Introduction

Bipolar I disorder (BD) is a chronic psychiatric illness characterized by mood oscillations, with episodes of mania and depression. The impact of BD on patients can be devastating, with up to 15% of patients committing suicide, enduring serious medical comorbidities such as endocrine disorders, cardiovascular disease, and drug abuse. The onset is usually during early adulthood. BD is known to be one of the leading cause of morbidity worldwide1. Family, twin, and adoption studies have provided strong evidence for the importance of genetic factors in the etiology of BD2. However, linkage studies in multiplex families identified mostly non-replicated findings3. Hence, Mendelian genes are unlikely to be involved in BD. Beside, in contrast with schizophrenia and autism, the burden of copy number variants seem not to be increased in BD4. More recently, genome-wide association studies (GWAS) identified several significantly associated loci carrying common variants that explain altogether only a small fraction of the genetic component of BD5. It has been hypothesized that for complex diseases such as BD, rare non-synonymous coding variants of moderate-to-large effect might explain a substantial part of the so-called missing heritability6. With the development and generalization of massive parallel sequencing, it is now possible to assess this hypothesis at the scale of all 20,000 human genes by whole-exome sequencing (WES). Concerning BD, this technology has already earn significant results in an intra-familial design7.

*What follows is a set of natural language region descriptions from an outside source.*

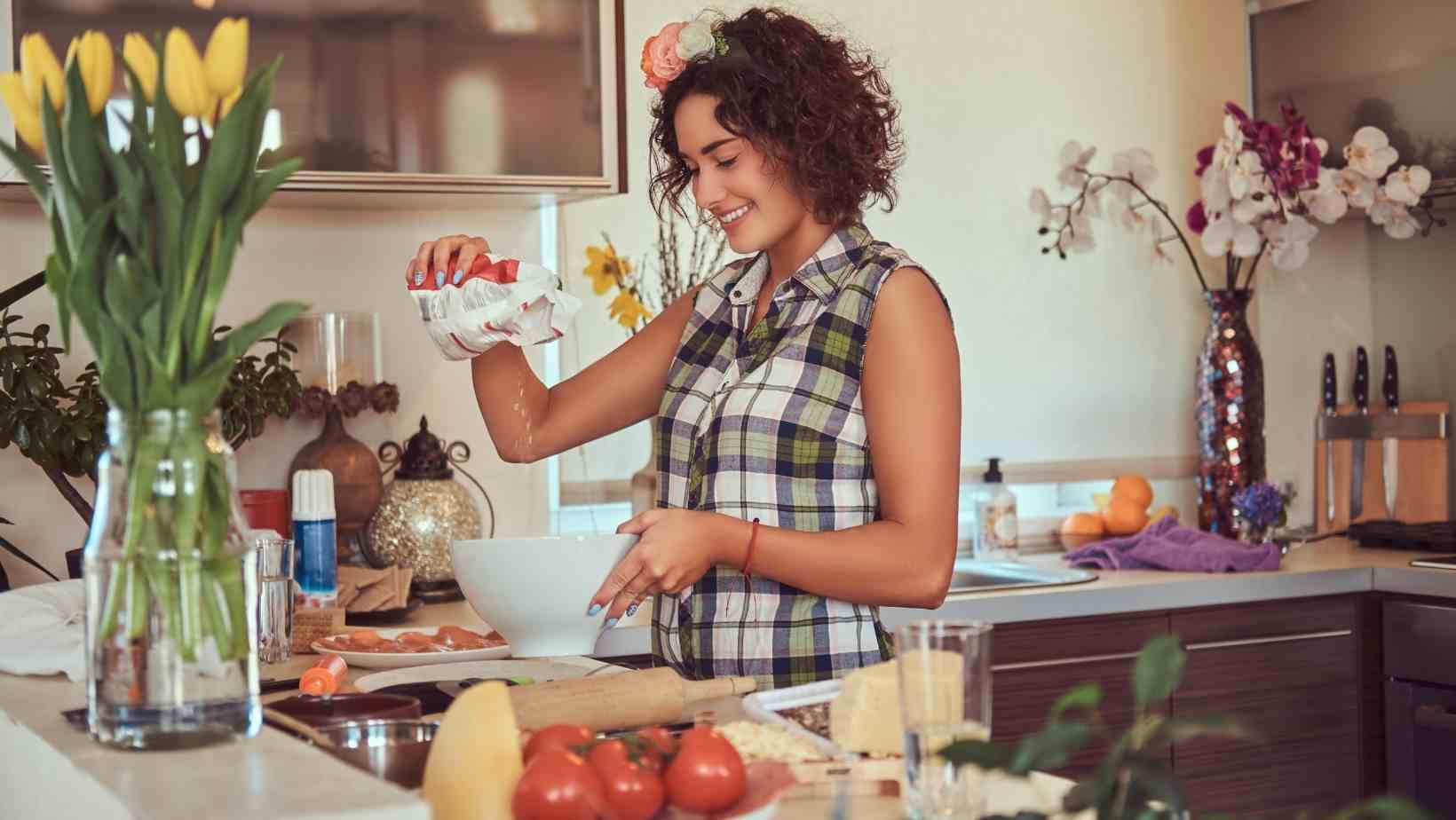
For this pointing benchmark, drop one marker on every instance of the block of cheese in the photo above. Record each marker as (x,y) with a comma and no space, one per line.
(866,715)
(475,759)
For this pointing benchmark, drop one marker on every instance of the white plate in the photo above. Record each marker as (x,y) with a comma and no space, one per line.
(396,660)
(764,706)
(537,669)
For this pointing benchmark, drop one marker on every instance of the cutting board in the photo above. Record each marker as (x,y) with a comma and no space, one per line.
(1423,485)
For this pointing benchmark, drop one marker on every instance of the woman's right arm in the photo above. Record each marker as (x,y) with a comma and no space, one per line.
(526,420)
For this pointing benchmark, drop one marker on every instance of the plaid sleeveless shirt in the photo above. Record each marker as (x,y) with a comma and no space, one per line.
(769,424)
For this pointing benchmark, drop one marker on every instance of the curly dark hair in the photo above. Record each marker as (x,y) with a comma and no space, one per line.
(817,106)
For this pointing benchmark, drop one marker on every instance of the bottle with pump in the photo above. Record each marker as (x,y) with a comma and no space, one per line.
(994,517)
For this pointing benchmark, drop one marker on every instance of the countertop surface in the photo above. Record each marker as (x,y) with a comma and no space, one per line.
(47,768)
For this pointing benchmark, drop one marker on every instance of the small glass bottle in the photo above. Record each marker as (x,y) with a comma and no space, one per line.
(994,517)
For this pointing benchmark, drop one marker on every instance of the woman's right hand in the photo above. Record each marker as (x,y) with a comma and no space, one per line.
(443,261)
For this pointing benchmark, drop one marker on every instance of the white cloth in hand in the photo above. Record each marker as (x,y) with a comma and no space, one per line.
(43,629)
(498,300)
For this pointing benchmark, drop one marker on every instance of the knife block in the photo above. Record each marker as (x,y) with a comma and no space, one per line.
(1423,478)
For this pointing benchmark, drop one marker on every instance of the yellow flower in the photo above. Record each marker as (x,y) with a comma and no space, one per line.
(141,59)
(628,311)
(226,57)
(98,67)
(186,79)
(25,114)
(606,268)
(40,68)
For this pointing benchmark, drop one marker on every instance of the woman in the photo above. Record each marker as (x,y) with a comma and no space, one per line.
(805,399)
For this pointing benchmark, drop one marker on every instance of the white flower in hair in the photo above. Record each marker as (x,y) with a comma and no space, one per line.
(695,40)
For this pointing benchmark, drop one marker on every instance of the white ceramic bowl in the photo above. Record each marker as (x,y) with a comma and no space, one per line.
(536,590)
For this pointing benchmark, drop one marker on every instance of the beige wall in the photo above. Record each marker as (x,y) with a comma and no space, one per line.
(1080,360)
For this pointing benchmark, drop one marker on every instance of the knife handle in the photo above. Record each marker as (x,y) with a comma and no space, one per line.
(1391,385)
(1362,386)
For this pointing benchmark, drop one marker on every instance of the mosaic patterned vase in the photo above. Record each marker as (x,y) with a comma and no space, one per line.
(1229,411)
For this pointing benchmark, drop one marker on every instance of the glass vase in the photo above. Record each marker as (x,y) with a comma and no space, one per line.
(1229,410)
(170,587)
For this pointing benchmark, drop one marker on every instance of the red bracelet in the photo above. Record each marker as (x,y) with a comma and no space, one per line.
(748,558)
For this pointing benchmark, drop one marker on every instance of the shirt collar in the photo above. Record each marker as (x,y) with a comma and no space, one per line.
(821,274)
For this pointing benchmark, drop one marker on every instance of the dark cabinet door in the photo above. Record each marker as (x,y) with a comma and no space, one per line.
(1287,672)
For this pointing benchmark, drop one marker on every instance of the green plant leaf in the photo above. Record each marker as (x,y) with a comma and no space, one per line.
(982,753)
(1087,698)
(82,152)
(1050,747)
(1158,670)
(16,552)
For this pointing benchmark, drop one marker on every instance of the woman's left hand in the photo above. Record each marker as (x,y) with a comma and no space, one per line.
(676,548)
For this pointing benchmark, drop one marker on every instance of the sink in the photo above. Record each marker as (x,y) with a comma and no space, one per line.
(982,576)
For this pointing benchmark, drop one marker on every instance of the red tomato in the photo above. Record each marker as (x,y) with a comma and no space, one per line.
(634,791)
(707,775)
(559,736)
(558,785)
(657,746)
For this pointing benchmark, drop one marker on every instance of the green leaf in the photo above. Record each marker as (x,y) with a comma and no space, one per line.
(1158,670)
(16,552)
(1087,698)
(82,150)
(1050,747)
(32,174)
(268,182)
(982,753)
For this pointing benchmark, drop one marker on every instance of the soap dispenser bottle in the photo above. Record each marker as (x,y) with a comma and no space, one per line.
(994,517)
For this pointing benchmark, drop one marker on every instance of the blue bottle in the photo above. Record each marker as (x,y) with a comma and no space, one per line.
(313,535)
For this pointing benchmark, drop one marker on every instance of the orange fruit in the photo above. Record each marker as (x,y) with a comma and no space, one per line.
(1124,517)
(1133,488)
(1082,524)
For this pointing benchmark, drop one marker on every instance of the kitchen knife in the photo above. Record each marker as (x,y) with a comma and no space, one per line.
(1362,390)
(1330,446)
(1389,467)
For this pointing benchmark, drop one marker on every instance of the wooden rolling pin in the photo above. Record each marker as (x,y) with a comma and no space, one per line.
(629,699)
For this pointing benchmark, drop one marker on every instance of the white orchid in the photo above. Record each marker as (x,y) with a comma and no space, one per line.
(695,40)
(1392,216)
(1325,202)
(1356,186)
(1228,235)
(1289,242)
(1371,152)
(1408,185)
(1073,163)
(1080,235)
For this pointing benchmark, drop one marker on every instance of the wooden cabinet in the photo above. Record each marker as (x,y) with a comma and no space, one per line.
(1302,674)
(1289,672)
(1034,663)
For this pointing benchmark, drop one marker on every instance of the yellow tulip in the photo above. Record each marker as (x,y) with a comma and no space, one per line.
(230,101)
(226,57)
(141,59)
(40,68)
(186,79)
(98,67)
(25,114)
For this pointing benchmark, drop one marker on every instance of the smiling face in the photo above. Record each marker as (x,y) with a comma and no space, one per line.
(734,181)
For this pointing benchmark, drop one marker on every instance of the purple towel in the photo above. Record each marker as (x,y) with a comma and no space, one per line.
(1167,545)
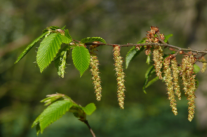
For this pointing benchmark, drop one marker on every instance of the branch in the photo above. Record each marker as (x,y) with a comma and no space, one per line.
(203,53)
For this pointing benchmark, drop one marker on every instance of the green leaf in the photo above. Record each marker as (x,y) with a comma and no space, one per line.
(196,68)
(81,58)
(167,37)
(59,104)
(66,38)
(29,47)
(48,49)
(51,28)
(52,113)
(60,63)
(89,109)
(92,39)
(133,52)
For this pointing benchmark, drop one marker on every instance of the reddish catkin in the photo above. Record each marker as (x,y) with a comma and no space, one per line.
(175,72)
(95,76)
(168,80)
(204,65)
(120,75)
(157,58)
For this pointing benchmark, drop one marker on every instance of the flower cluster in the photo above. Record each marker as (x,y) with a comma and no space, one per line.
(204,65)
(120,75)
(169,83)
(95,76)
(188,78)
(158,51)
(95,73)
(175,72)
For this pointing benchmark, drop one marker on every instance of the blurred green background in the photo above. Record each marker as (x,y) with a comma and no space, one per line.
(118,21)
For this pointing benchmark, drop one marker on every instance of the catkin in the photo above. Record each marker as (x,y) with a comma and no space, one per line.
(168,80)
(204,65)
(95,76)
(175,72)
(157,58)
(120,75)
(188,78)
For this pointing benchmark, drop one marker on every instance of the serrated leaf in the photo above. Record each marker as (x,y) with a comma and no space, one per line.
(52,113)
(92,39)
(59,105)
(89,109)
(133,52)
(66,38)
(29,47)
(81,58)
(51,28)
(167,37)
(48,49)
(196,68)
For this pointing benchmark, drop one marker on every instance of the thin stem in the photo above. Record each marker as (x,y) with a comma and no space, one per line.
(86,122)
(151,44)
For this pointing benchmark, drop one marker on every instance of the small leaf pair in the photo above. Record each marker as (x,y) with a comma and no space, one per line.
(58,105)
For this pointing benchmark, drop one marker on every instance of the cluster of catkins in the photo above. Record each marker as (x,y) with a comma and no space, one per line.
(120,75)
(95,72)
(119,72)
(171,72)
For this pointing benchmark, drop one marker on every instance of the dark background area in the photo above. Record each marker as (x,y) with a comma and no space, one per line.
(22,86)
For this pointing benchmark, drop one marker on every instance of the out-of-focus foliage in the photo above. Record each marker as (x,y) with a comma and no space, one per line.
(22,86)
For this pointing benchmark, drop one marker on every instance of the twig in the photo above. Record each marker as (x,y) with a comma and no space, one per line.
(148,44)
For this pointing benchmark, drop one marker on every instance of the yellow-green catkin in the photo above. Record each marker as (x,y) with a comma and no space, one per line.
(175,72)
(95,76)
(157,58)
(191,88)
(120,75)
(169,83)
(188,78)
(184,74)
(204,65)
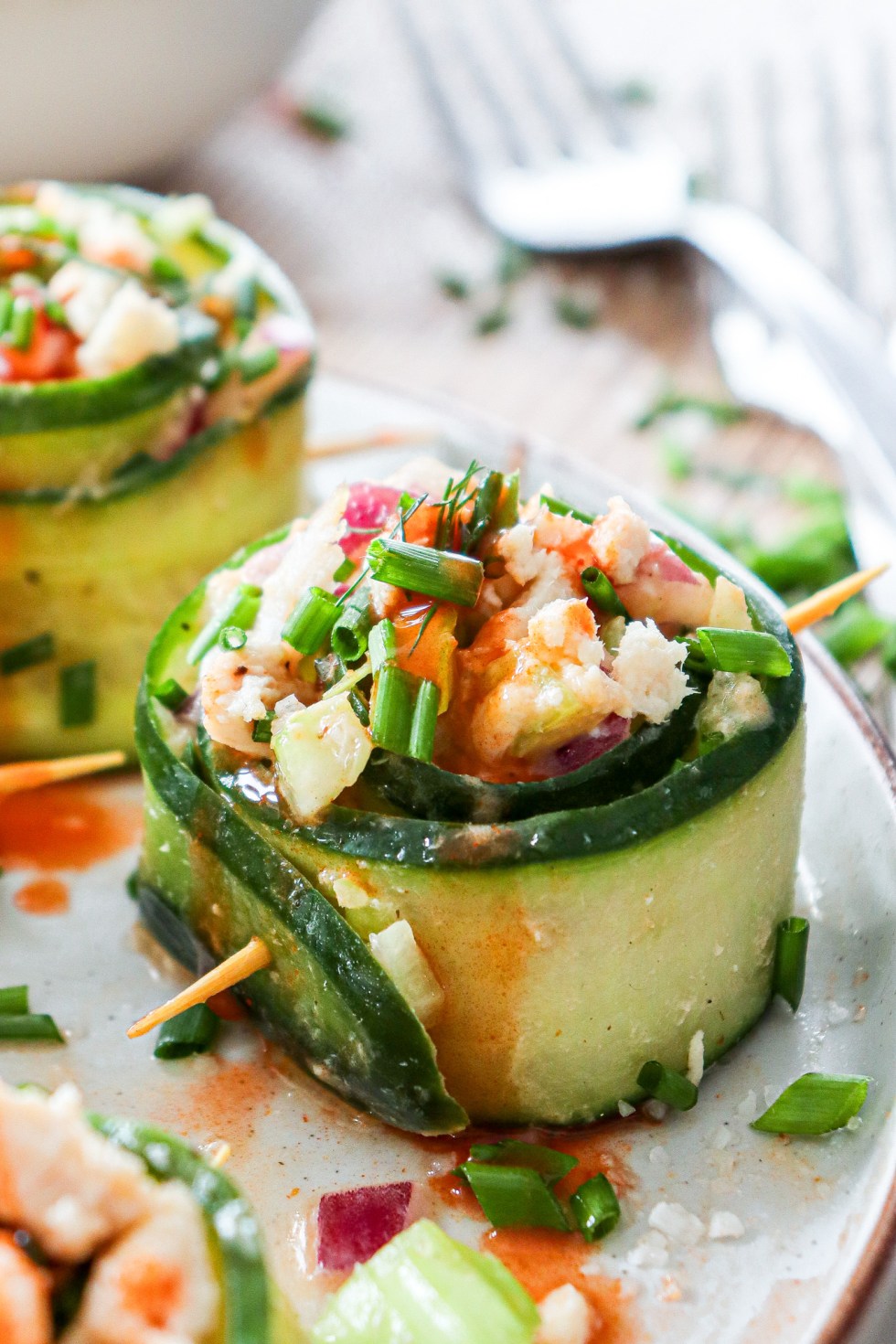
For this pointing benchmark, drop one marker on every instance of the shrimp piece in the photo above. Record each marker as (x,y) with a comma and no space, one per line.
(60,1180)
(155,1285)
(647,668)
(620,540)
(26,1315)
(240,686)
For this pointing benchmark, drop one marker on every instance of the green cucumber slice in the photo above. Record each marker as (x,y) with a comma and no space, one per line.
(425,1287)
(435,795)
(252,1310)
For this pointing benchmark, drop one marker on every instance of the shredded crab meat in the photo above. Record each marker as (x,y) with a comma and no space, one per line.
(156,1284)
(59,1180)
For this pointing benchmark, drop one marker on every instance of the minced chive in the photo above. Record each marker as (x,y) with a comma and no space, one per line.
(743,651)
(30,1026)
(171,694)
(22,325)
(352,626)
(257,363)
(595,1207)
(240,611)
(515,1197)
(426,709)
(602,592)
(790,960)
(232,637)
(262,728)
(324,120)
(486,503)
(560,507)
(166,271)
(816,1104)
(441,574)
(78,694)
(515,1152)
(392,709)
(572,312)
(191,1032)
(39,648)
(14,998)
(383,644)
(667,1085)
(55,312)
(311,621)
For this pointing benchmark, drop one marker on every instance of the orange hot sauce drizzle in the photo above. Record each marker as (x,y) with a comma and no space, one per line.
(65,826)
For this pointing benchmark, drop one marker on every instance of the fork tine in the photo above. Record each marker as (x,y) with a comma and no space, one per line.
(443,97)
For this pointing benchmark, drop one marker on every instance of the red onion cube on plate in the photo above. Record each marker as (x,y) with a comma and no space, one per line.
(354,1223)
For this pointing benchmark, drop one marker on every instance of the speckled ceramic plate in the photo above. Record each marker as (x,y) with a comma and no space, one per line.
(819,1215)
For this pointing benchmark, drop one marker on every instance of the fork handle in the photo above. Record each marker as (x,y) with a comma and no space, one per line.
(836,334)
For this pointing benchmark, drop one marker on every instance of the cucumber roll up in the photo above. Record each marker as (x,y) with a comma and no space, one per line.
(509,792)
(152,368)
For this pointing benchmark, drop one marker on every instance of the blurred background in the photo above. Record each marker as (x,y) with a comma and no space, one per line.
(321,143)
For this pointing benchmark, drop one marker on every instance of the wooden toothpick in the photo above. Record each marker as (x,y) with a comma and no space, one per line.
(252,957)
(34,774)
(827,600)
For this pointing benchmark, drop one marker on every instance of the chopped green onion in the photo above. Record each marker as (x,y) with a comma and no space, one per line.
(78,694)
(257,363)
(426,709)
(352,625)
(392,709)
(324,120)
(166,271)
(262,728)
(171,694)
(22,325)
(513,1152)
(232,637)
(672,403)
(667,1085)
(602,592)
(441,574)
(595,1207)
(312,620)
(815,1104)
(240,611)
(743,651)
(39,648)
(383,644)
(513,262)
(55,312)
(492,320)
(453,285)
(481,520)
(189,1032)
(30,1026)
(14,1000)
(515,1197)
(790,960)
(572,312)
(561,508)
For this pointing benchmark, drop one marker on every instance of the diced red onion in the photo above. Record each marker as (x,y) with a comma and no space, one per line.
(367,511)
(663,563)
(354,1223)
(581,750)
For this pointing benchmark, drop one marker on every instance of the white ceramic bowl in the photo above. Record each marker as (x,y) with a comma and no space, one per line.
(98,89)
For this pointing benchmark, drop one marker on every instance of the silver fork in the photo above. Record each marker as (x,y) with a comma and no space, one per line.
(551,163)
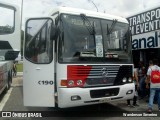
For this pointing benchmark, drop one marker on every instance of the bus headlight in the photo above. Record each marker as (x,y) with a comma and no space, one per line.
(79,82)
(129,79)
(124,80)
(70,82)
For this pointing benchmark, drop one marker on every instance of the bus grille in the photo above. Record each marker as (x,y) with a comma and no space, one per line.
(104,93)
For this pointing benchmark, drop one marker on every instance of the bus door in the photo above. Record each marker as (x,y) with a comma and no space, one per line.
(38,83)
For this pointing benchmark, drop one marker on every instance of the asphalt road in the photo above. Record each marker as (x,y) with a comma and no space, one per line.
(115,111)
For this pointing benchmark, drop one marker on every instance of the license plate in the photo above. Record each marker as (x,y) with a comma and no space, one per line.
(105,100)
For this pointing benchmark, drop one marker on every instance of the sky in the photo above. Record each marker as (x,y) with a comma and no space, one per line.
(123,8)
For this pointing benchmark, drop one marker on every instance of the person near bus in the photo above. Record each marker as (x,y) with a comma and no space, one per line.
(136,82)
(154,86)
(142,77)
(14,69)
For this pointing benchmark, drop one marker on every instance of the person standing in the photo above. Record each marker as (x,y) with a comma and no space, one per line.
(154,86)
(135,80)
(141,77)
(14,69)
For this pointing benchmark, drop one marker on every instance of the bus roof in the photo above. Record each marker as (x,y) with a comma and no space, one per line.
(144,10)
(88,13)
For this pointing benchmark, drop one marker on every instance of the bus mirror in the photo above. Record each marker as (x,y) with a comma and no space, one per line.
(53,33)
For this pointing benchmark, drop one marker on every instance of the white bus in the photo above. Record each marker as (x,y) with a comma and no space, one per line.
(9,42)
(77,57)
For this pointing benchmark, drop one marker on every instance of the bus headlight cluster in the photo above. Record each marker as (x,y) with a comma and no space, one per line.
(125,80)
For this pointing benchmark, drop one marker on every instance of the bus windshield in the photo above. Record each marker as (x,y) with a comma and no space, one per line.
(87,39)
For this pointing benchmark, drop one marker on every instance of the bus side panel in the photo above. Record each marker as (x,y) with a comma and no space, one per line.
(38,84)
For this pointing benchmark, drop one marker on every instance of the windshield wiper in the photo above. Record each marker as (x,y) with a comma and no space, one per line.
(109,30)
(89,25)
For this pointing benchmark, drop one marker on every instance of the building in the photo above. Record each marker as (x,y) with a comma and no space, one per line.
(145,29)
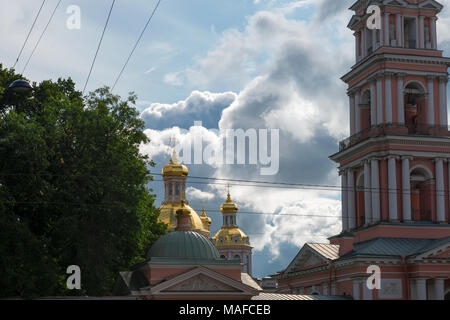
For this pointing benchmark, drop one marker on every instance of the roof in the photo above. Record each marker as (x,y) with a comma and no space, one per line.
(248,280)
(328,251)
(395,247)
(278,296)
(184,245)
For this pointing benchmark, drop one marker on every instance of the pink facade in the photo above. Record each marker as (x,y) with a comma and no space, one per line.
(395,167)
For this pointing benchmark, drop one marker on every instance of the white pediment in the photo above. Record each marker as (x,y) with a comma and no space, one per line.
(399,3)
(431,4)
(202,280)
(201,283)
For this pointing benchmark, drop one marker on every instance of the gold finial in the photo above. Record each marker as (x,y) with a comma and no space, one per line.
(203,208)
(174,159)
(228,195)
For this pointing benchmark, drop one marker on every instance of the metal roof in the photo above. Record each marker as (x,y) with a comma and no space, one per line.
(395,246)
(278,296)
(328,251)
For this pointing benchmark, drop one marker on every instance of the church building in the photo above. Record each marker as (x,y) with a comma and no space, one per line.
(394,167)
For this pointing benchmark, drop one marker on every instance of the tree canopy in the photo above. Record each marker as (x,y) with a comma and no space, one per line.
(73,189)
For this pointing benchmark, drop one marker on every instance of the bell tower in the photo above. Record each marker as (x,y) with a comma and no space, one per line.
(395,165)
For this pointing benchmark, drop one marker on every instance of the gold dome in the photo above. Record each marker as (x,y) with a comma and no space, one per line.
(175,168)
(231,237)
(168,215)
(205,219)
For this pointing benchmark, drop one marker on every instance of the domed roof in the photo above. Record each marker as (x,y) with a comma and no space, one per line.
(175,168)
(184,245)
(168,216)
(231,237)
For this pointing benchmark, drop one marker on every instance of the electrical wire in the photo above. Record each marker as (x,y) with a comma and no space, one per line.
(40,38)
(99,44)
(135,46)
(29,33)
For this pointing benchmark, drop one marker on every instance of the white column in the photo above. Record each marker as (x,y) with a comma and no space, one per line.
(417,33)
(344,196)
(367,193)
(367,293)
(412,289)
(399,30)
(392,178)
(374,40)
(388,97)
(356,291)
(406,184)
(400,99)
(375,181)
(421,289)
(386,29)
(325,289)
(379,99)
(351,199)
(373,106)
(440,192)
(430,100)
(352,114)
(438,289)
(443,115)
(364,42)
(433,33)
(357,112)
(422,32)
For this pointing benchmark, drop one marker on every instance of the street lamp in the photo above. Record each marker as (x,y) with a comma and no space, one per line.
(20,86)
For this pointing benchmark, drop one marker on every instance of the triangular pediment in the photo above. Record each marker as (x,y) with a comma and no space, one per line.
(398,3)
(201,283)
(431,4)
(202,280)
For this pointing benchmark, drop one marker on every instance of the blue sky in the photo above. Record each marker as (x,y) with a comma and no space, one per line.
(237,64)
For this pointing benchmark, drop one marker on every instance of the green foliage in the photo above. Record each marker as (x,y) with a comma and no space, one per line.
(72,189)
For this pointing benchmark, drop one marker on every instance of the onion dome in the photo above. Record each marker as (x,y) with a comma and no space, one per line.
(175,168)
(183,243)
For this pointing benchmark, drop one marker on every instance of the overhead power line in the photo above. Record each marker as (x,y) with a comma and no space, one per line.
(135,46)
(42,35)
(99,44)
(29,33)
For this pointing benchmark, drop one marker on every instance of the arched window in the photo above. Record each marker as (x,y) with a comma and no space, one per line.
(365,111)
(415,108)
(360,201)
(422,184)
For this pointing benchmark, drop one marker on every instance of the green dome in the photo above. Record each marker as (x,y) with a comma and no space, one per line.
(184,245)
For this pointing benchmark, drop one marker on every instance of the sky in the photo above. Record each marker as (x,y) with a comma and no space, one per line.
(235,64)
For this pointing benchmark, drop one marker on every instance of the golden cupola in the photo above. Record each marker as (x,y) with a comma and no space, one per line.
(230,234)
(174,175)
(175,168)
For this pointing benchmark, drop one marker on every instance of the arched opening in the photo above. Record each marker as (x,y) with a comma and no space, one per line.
(360,201)
(421,194)
(415,108)
(365,113)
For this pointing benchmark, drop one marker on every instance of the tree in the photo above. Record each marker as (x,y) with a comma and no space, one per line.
(73,188)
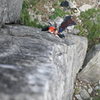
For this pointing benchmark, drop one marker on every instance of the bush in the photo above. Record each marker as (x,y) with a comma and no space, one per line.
(58,12)
(91,25)
(25,17)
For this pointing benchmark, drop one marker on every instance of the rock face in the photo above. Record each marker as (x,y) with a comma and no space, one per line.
(10,10)
(91,72)
(36,65)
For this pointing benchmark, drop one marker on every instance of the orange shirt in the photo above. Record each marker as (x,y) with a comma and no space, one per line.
(51,29)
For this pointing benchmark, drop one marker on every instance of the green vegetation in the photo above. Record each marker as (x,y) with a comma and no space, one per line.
(90,26)
(25,17)
(58,12)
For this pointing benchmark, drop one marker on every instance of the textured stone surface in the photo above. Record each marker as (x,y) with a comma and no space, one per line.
(91,72)
(36,65)
(10,10)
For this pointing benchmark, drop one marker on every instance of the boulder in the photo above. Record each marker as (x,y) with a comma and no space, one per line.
(10,11)
(36,65)
(91,71)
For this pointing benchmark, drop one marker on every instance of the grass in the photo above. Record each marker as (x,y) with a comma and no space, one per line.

The power to detect associations of rare variants with a disease in a case–control setting is limited by the extreme rarity of most variants. To tackle this issue, variants can be collapsed at the gene-level or even gene networks. These strategies already provided significant results for several neuropsychiatric diseases such as Alzheimer disease at the gene level8, and schizophrenia at the gene-network level9,10.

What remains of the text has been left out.